DHS to focus on employers in new immigration emphasis

Published 31 March 2009

The new policy will aim enforcement efforts at those who hire illegal workers; DHS says immigration raids will continue

Stepping into the political minefield of immigration reform, DHS secretary Janet Napolitano will soon direct federal agents to focus more on arresting and prosecuting American employers than the illegal laborers who sneak into the country to work for them, department officials said Monday. Los Angeles Times’s Josh Meyer and Anna Gorman write that the shift in emphasis will be outlined in revamped field guidelines issued to agents of DHS’s Immigration and Customs Enforcement (ICE), as early as this week, several officials familiar with the change said. The policy is in line with comments that President Obama made during last year’s campaign, when he said enforcement efforts had failed because they focused on illegal immigrants rather than on the companies that hired them.
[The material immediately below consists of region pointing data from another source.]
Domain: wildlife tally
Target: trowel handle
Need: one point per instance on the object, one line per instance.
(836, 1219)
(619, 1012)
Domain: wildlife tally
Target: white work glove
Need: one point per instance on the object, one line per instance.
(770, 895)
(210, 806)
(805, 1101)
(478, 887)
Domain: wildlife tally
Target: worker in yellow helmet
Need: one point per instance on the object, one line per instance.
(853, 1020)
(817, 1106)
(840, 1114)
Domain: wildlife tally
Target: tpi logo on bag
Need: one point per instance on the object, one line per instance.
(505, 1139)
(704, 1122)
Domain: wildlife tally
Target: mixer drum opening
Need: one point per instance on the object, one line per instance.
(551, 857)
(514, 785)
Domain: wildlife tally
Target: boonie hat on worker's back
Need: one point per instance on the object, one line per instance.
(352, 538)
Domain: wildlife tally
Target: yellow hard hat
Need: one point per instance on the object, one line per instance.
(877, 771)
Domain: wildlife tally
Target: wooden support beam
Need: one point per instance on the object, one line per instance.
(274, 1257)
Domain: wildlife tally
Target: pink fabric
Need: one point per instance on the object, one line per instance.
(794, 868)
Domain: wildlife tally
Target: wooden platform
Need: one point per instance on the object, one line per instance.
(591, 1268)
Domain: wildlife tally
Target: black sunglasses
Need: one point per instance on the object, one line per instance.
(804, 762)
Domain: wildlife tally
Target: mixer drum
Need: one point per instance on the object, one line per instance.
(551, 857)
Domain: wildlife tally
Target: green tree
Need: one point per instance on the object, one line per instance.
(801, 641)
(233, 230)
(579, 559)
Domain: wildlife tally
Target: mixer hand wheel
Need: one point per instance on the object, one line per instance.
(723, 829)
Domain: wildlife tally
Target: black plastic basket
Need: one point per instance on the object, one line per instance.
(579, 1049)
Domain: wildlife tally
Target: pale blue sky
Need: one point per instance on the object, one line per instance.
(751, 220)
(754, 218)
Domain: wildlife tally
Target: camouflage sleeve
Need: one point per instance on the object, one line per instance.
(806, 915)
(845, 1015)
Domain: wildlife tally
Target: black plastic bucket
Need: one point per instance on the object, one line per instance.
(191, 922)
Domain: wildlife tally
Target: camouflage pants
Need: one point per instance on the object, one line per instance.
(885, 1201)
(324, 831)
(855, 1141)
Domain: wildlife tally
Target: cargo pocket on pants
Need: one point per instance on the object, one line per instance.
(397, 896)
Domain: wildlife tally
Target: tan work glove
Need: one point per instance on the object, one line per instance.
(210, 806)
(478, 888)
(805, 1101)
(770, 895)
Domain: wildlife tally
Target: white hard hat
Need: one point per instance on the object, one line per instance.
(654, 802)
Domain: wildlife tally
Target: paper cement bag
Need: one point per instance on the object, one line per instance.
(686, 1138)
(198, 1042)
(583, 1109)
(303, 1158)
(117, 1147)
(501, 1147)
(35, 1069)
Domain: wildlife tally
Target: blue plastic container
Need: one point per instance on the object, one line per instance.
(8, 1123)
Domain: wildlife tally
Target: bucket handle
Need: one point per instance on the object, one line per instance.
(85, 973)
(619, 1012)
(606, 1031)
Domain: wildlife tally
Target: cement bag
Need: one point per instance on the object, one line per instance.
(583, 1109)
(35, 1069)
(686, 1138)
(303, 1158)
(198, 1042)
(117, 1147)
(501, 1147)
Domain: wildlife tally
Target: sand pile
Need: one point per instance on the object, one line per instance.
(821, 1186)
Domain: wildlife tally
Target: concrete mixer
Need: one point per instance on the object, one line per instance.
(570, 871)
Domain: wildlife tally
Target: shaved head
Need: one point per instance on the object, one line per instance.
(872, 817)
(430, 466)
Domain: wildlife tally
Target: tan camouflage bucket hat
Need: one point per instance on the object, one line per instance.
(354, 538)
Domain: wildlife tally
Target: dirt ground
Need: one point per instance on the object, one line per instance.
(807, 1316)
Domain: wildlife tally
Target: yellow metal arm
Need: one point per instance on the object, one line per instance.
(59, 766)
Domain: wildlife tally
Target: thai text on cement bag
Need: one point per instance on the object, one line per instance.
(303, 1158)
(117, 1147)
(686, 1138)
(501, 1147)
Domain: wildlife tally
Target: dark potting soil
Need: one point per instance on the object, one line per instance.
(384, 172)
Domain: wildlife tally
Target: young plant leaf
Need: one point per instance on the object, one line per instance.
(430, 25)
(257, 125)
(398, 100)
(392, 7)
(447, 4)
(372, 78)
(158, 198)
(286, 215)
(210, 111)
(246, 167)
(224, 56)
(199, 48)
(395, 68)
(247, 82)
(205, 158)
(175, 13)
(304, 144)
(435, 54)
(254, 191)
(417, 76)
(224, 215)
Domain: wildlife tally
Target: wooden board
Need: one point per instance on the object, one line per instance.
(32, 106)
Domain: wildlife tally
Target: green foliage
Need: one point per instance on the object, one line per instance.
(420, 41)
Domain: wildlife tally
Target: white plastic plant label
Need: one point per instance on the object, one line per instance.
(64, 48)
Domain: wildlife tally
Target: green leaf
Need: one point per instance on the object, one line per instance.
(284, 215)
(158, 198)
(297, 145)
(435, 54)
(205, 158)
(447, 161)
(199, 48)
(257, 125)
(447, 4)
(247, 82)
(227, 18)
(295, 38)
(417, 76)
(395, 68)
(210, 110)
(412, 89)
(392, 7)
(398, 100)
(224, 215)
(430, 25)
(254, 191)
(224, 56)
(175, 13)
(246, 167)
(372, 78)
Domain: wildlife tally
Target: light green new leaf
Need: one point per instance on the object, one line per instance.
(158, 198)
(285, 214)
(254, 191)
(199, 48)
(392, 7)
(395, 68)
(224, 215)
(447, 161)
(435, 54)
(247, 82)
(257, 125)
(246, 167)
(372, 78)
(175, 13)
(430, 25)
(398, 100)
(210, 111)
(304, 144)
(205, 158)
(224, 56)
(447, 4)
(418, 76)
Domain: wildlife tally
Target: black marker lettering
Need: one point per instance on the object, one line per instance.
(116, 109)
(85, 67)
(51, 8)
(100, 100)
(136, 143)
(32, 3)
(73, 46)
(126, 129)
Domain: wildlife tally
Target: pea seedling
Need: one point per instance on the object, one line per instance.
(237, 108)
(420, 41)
There is a supply side and a demand side,” one Homeland Security official said. “Like other law enforcement philosophies, there is a belief that by focusing more on the demand side, you cut off the supply.”

Another department official said the changes were the result of a broad review of all immigration and border security programs and policies that Napolitano began in her first days in office. “She is focused on using our limited resources to the greatest effect, targeting criminal aliens and employers that flout our laws and deliberately cultivate an illegal workforce,” the official said.

DHS officials emphasized that the department would not stop conducting sweeps of businesses while more structural changes to U.S. immigration law and policy were being contemplated.

Agents, however, will be held to a higher standard of probable cause for conducting raids, the officials said, out of concern that at least one recent raid in Washington state and another planned sweep in Chicago were based on speculative information that illegal workers were employed.

The officials spoke on the condition of anonymity because they were not authorized to discuss the coming policy changes.